Economia

Vento a favore per Ferrania: produttore di pale eoliche pronto all’investimento

Parco Eolico Erli

Cairo Montenotte. Per il presente ed il futuro industriale di Ferrania sarebbe una svolta epocale e le conferme, sebbene arrivino alla spicciolata, ci sono: un investitore straniero, con interessi produttivi nel nord Europa, è pronto ad avviare uno stabilimento produttivo di pale eoliche nelle aree di Cairo. Il governatore regionale Burlando ha inviato segnali precisi durante l’inaugurazione del parco eolico di Erli: “Contiamo nell’inserimento di un’attività di produzione di pale eoliche nelle aree Ferrania. Sono confidente che il mercato e gli investitori lo vogliano. Si tratta di una scommessa molto grande di tipo manifatturiero ed energetico, che darebbe lavoro a tanta gente, a partire da quelli che erano dipendenti di Ferrania. Uno sbocco per queste pale eoliche sarebbe anche per il territorio ligure: per dare un’idea, si può stimare un numero di 200 o 300 pale anche di grandi dimensioni”.

L’indentikit dell’investitore interessato a Ferrania è abbozzato: opera nei Paesi del nord europeo, con produzioni anche di turbine marine, ha uno spettro consolidato di mercato. Dietro si nasconde un nome che attende conferme dalle autorità istituzionali, perché proprio questo è il punto: senza deregulation e agevolazioni, nessuno avrebbe motivo di esporsi in un settore così delicato come quello delle rinnovabili, in una Regione che soltanto adesso sta scoprendo l’impiantistica dell’energia pulita.

“Per la realizzazione di un parco eolico la fase costruttiva è davvero breve e sproporzionata rispetto alla fase burocratica, che è più lunga” ha ricordato l’ingegner Enrico Pregliasco durante l’inaugurazione degli aerogeneratori di Bric Schenasso a Erli.

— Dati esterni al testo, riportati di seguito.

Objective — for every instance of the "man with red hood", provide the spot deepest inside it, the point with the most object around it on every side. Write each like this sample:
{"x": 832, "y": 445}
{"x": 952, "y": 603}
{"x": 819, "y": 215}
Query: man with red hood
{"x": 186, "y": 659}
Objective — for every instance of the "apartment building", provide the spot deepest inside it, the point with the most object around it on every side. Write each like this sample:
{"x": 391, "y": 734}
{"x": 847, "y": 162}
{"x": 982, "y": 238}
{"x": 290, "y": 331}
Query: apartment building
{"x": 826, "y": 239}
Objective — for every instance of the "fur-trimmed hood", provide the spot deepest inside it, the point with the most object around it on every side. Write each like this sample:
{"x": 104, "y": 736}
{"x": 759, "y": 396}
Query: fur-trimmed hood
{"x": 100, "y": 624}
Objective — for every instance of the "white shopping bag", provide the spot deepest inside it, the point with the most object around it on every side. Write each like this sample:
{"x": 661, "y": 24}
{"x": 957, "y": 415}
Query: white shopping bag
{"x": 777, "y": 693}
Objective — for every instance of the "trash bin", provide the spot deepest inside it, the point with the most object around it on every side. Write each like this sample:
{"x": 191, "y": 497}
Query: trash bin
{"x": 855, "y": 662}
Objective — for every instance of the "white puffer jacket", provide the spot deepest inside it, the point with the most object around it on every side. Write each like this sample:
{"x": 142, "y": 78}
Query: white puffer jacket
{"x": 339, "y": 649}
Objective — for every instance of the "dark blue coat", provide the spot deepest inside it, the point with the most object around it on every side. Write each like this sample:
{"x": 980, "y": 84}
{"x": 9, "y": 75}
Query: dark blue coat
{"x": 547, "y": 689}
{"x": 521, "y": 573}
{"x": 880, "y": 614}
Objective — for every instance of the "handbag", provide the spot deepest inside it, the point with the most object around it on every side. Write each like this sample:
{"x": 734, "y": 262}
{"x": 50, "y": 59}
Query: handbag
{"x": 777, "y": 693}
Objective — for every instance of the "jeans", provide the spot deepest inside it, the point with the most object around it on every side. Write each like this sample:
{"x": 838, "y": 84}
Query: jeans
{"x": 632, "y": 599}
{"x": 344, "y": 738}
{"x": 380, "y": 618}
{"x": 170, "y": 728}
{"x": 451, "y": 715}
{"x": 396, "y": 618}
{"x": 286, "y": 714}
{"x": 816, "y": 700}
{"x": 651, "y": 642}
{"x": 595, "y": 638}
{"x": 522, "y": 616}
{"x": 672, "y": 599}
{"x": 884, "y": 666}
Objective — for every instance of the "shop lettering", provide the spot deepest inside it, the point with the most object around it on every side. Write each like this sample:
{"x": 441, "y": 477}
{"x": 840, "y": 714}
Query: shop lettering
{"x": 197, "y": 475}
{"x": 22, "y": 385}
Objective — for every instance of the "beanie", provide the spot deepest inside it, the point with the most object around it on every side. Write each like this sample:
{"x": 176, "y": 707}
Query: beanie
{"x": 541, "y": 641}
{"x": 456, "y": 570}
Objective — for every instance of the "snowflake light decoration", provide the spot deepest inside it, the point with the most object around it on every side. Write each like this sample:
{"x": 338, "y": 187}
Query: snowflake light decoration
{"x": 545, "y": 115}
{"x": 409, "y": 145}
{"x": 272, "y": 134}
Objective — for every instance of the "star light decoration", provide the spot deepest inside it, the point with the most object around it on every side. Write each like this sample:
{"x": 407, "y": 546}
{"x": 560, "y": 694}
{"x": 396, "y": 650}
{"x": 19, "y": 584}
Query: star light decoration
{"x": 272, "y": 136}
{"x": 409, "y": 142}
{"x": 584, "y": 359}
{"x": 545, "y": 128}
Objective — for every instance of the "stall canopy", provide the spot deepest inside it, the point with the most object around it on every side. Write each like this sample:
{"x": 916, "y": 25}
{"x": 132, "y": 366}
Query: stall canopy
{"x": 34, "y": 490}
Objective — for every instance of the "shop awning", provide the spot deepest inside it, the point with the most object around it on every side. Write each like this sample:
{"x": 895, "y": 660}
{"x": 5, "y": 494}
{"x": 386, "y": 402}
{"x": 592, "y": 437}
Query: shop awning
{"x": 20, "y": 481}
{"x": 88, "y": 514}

Quattro anni di trafila burocratica, due di produzione delle pale, sei mesi per l’installazione sul terreno. La condizione primaria posta dal potenziale produttore alla Regione sarebbe la deregolamentazione normativa, per snellire i tempi, e l’incentivo ai Comuni per assicurarsi così un primo portafoglio clienti stabile, almeno per un certo numero di anni.

Giovedì prossimo il presidente regionale sarà a Cairo per inaugurare il nuovo capannone di Solis, la divisione Ferrania dedita ai pannelli fotovoltaici: non è escluso che riferisca novità sull’ipotesi dell’investitore straniero, che sarebbe in grando di assorbire le forze lavorative di Technologies e creare nuova occupazione con produzioni che, trasformate in impianti, consentono grosse economie di scala e abbattono il costo del chilowattora elettrico. Con (inoltre) possibilità di partnership, per esempio con Fabbrica Energie Rinnovabili Alternative, il gruppo guidato da Cesare Fera attivo nello sviluppo di impianti eolici e idroelettrici che ha già fatto trapelare attenzione per le aree valbormidesi. Confermato l’interesse da parte dell’investitore straniero, la partita si sposterà sulla cessione della proprietà delle aree.

Fulvio Berruti, segretario della Filcem Cgil di Savona, ha commentato: “Oltre alla possibilità di puntare sull’eolico, in sede del Ministero dello Sviluppo economico si era discusso anche di creare una piattaforma logistica del vetro. La Regione Liguria in questo momento è l’unico interlocutore credibile, è la sola ad aver dimostrato interesse dal punto di vista economico e industriale ed è stata l’unico soggetto istituzionale ad aver sostenuto i lavoratori con il progetto dei cantieri scuola-lavoro. Entrambe le soluzioni sarebbero di grande rilevanza per il territorio valbormidese che negli anni ha pagato un prezzo troppo alto”.

Certo è che la Regione ha manifestato l’intenzione di definire una road map per la diffusione dell’eolico: “La Liguria è pronta al grande salto in materia di energia eolica, passando dalle decine alle centinaia di megawatt, sino a raggiungere la potenza pari a quella prodotta da una centrale a turbogas” ha detto Burlando durante la sua visita in Val Neva.